As I was reading the article below, I had one eye and ear trained on CNN, listening to the unfolding terror crisis in Paris. In a juxtaposition that strains the boundaries of opposites, while France has just closed its borders, has imposed the first curfew since 1944 and has declared a state of emergency, Fred Hiltz, because a liberal government that plans to absorb 25,000 Middle-Eastern migrants by Christmas – sorry, Holiday Season – has been elected, is overcome with hope for the future.
While seeming to disavow any political partisanship, Hiltz said the new federal government also gave him much hope for the future.
“I’m not a politician—you all know that—but I tell you, this is a time of hope for this country,” he said. The Liberal government, he said, appears to have social priorities much in line with those of the church, as even some new departmental names seem to suggest—the former Department of Immigration and Citizenship will now be known as the Department of Citizenship, Refugees and Immigration. He applauded, too, the naming of an Aboriginal woman, Jody Wilson-Raybould, as the country’s new justice minister and attorney general.

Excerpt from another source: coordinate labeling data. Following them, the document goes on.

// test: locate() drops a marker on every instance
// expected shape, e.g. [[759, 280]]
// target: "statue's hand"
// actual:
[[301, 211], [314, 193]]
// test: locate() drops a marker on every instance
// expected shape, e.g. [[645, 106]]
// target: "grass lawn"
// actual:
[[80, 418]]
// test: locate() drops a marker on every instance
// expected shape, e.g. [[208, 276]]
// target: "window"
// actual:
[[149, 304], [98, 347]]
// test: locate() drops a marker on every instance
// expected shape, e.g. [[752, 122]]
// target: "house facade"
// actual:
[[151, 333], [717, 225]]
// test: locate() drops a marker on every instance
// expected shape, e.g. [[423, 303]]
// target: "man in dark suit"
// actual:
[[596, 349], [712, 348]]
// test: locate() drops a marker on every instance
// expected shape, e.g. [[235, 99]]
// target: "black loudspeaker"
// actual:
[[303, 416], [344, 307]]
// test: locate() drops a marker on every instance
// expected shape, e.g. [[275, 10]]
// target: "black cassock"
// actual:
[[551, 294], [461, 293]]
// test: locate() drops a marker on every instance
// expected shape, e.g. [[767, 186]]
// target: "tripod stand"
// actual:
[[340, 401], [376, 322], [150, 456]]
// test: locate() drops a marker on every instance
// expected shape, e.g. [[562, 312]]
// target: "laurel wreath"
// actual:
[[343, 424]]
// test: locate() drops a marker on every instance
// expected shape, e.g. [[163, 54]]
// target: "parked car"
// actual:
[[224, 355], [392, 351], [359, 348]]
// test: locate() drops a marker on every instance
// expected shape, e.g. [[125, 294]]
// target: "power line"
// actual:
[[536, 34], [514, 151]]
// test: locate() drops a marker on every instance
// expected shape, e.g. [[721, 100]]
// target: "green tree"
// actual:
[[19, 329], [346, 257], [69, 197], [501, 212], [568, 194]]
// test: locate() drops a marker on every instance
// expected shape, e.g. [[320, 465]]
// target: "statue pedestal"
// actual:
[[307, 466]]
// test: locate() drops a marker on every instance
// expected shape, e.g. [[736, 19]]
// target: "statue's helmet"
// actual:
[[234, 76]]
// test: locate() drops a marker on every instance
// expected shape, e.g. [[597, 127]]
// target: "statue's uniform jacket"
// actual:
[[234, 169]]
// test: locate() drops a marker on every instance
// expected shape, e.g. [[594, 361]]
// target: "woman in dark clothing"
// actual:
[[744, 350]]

“If that’s not hope, I don’t know what is,” Hiltz said of Wilson-Raybould’s appointment.
“I’m not wearing red today, but I think there is in this country a hopefulness that we’ve not seen for some time,” he said. The new cabinet seemed to collectively include a great deal of “respect, and proven expertise, and experience and abiding passion for community development, foreign aid and global concerns,” he added. “We actually as a country have some recovering to do with respect to our place among the nations, and I think there’s a time of hope that is before us.”
Apparently, there is “synergy” between the Liberals and the Anglican Church of Canada; who would have guessed that?
While Hiltz and Johnson, like many other church leaders, remained non-partisan throughout the long campaign—focusing instead on the issues they would like to see dealt with, such as poverty, reconciliation and environmental stewardship—the Anglican church’s special advisor for government relations, the Rev. Laurette Glasgow, noted that there is “a greater synergy between the priorities of our church and those of the incoming government” than there has been in recent years.
“Synergy”, as I am sure you know, means:
the interaction or cooperation of two or more organizations, substances, or other agents to produce a combined effect greater than the sum of their separate effects
In this context, synergy is a good thing: the combined effect greater than the sum of their separate effects means that the ACoC and Liberal Party will be mutually hastening each other into oblivion more quickly than each could alone. That’s the optimist in me speaking: try as I might, I don’t really suppose the ACoC has the wherewithal to pull the Liberal Party down the Ecclesiastical toilet after it.
Hiltz goes on to note that:
despite the considerable sensitivity of the issue and the difficulty the church has had in the past coming to decisions around sexuality, he was optimistic about the discussions around the marriage canon expected at the General Synod next summer……
“I am uneasy with the rhetoric in the Communion that talks about how fragile the Communion is, or how broken it is—that’s not my read.”
At least Hiltz is consistent in his misreading of reality.